Terry Teachout on the death of his mother:

As always, I threw myself into work in order to stave off despair. Going to the theater three or four nights a week was as good a way as any to keep my mind occupied, but in between shows I thought the same blunt, ugly thoughts that had come to me at odd moments ever since December. What do I do if she starts to fail while my play is in rehearsal? What’s the closest airport to Lenox? What if it happens on the morning of the dress rehearsal? Or on opening night? I drew up a string of increasingly far-fetched travel options, blithely ignoring the old saying I’d quoted a thousand times: if you want to hear God laugh, make a plan.

Read the rest, but be warned: have a tissue at the ready. Every word is true, and Teachout brought me right back to the experience of terrible beauty and intense reality that came during my brother’s passing, right down to the astonishing, healing work of a funeral director.

Although I do not revisit them often, these are not bad memories. They’re beautiful memories. Even the pain is beautiful, because we consented to experience it together, and invited God in, too.
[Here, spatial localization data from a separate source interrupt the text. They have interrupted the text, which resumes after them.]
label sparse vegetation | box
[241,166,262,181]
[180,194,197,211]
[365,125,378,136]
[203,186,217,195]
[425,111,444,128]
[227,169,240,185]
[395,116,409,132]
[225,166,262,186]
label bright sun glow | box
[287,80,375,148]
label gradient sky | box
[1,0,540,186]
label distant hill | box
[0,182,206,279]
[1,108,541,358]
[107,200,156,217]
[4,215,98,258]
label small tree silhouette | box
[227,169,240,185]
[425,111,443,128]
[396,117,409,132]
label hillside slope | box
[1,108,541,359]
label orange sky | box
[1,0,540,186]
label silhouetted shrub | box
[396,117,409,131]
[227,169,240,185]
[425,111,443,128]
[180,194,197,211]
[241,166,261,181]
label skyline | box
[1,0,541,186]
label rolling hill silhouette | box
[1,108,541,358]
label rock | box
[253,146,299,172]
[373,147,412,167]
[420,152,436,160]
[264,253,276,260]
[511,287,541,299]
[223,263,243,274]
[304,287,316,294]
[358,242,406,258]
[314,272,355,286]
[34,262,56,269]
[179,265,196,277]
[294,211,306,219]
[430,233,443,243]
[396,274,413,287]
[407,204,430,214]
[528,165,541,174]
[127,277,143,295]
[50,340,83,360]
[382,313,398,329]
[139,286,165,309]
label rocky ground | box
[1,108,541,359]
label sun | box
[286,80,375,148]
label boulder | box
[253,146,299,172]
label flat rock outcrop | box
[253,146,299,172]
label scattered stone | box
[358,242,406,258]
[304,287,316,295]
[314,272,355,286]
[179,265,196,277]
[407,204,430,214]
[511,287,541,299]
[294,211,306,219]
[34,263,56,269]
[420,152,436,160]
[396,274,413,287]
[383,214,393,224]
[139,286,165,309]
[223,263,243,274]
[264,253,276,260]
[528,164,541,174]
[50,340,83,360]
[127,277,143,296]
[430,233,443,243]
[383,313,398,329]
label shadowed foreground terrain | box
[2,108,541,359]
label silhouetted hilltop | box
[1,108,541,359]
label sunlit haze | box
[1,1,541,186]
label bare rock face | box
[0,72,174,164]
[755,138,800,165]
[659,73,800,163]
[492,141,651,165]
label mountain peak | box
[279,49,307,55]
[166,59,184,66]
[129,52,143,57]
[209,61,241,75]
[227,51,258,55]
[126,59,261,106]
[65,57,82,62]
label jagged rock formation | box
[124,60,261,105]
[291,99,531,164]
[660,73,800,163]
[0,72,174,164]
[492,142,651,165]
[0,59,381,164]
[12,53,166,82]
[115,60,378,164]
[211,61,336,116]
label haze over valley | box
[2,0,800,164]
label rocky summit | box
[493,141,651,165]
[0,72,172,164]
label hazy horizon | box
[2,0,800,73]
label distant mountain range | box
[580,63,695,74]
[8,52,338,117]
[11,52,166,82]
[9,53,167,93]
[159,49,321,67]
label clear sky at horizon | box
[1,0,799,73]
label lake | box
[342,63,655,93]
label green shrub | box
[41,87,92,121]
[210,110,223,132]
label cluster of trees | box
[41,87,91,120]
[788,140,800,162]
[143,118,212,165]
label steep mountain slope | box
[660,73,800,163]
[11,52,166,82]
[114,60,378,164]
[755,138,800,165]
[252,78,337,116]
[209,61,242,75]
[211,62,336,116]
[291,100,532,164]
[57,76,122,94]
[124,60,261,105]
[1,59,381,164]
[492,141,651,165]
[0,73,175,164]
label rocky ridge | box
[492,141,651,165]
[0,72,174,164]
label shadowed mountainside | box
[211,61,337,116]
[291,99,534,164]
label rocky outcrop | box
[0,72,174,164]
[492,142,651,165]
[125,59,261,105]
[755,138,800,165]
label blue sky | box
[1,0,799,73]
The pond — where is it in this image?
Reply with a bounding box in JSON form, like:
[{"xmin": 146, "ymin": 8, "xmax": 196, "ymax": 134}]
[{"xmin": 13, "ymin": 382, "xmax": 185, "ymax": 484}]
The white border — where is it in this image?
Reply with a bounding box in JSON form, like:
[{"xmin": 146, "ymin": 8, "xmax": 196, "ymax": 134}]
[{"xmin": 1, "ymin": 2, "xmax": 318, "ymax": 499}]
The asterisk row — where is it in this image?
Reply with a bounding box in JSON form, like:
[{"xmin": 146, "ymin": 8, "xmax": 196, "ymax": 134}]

Yes, terrible, awful beauty.

Thanks to Joseph Susanka for the Teachout Tip.

About Elizabeth Scalia
  • Michael

    This reminds me of my Mom’s passing about 18 months ago. Much like Terry’s mom, mine went through quite a long struggle but in her case when she decided to come to my home on hospice she lived only one week. Just as her will to battle and live for many years with her illness sustained her, it was if when she no longer wanted to fight, she willed her self to death. But I will say it was a most beautiful and inspiring week. First, she told us as only an Irish mother

  • Michael

    (sorry hit the sent button in error) So as an Irish mother she told us to get over ourselves when she said she no longer wanted to fight. But she added that she had a most blessed life and how could she ever complain now. During her last day, she was in and out of consciousness and for the last several hours was not responsive. Then, just a few moments before she died, she opened her eyes and looked at each person in the room. And then one of the most remarkable and mystical experiences that I ever had or will ever had occurred. She looked above us to one side, eyes still open, she smiled and 3 times very clearly said, “love you, love you, love you”. She closed her eyes and slipped into eternity. I don’t know who or what she saw, but it brought her great peace and I often think of it. Thanks for sharing this story.

  • Kathleen

    This expressed things I have been living for several years and can’t verbalized. Thank you.

  • Win Nelson

    Thank you, this is beautiful.

  • Mila

    Terrible beauty and intense reality indeed! It’s made me re-live my husband’s last moments, much similar to Terry’s mother, even to the fact that his eyes would not close after death. But yes, they are beautiful memories, because God, who is Love, held us together until the end. And so, yes, even the pain is beautiful.